Dark Waters, her second monograph, features a dark and brooding series that reflects on the Gothic landscape of the American South, as evoked in the popular imagination of “murder ballads” from the 19th and 20th centuries.
In a New York Times Book Review piece titled “To Enter This Place Alone Is to Take a Risk,” Nashville author Margaret Renkl wrote that Potter’s book “upends the tradition altogether” by showcasing where the crimes immortalized in the songs can take place — and often have.
“The landscapes in these photographs are not so much threatening as bereft of protection,” Renkl wrote.
“In the South, our most isolated places are at once the most beautiful and the most blood-soaked, and Ms.
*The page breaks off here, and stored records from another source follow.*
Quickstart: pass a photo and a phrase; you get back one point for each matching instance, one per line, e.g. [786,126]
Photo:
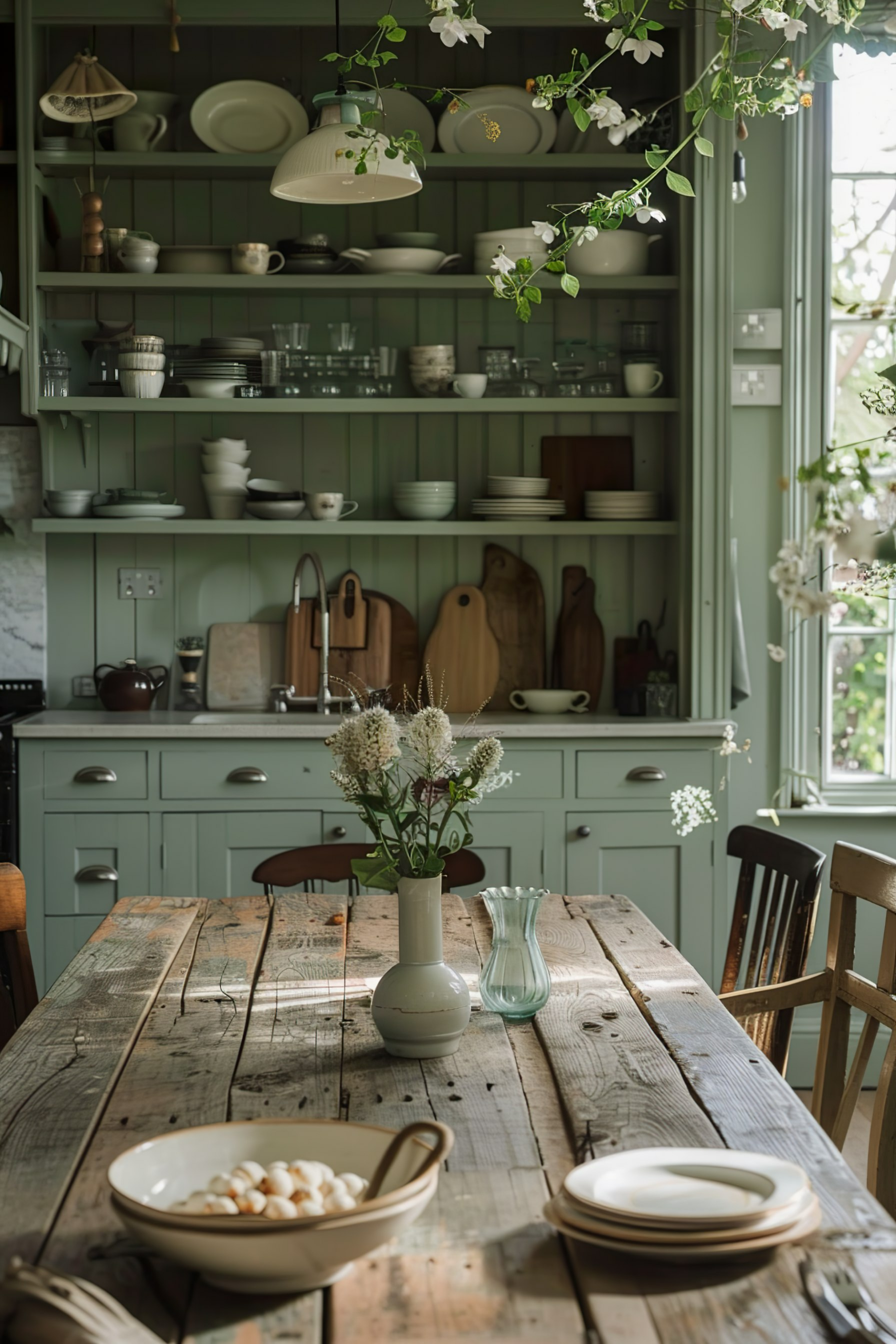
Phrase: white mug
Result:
[642,380]
[328,508]
[254,260]
[469,385]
Potter understands that women are in no way the sole victims of this violent legacy.”
Potter’s seductive, richly detailed black-and-white images channel the setting and characters of these songs, capturing the landscape and creating evocative portraits that stand in for the often-unnamed women at the center of their stories.
A recipient of the Guggenheim Fellowship in Photography, Potter teaches in MTSU’s Department of Media Arts as an assistant professor of Photography. She earned her Master of Fine Arts from Yale University and displayed her creativity in MTSU’s 2022 Photography Faculty Exhibition.
In 2021, her work was included in But Still, It Turns, an exhibition and book curated by Paul Graham that launched at the International Center of Photography in New York and traveled to France’s prestigious Rencontres d’Arles festival in 2022. Potter, whose monograph Manifest was published in 2018, also is the 2019–20 recipient of the Grand Prix Images Vevey.
Her work explores masculine archetypes, the American landscape, and cultural tendencies toward mythologizing the past. In her original “Dark Waters” collection, Potter used video, photographs, and sound to depict threatening waters and the people around them and investigated a feedback loop between nature and myth: how a threatening landscape primes a culture for violence, and a violent culture projects threat onto a landscape.
The book, issued in 2023 with text by Brooklyn-based author Rebecca Bengal, features 63 images of places like Murder Creek, Bloody Fork, and Deadman’s Pond, which are haunted by both the victim and perpetrator of violence in the world Potter conjures.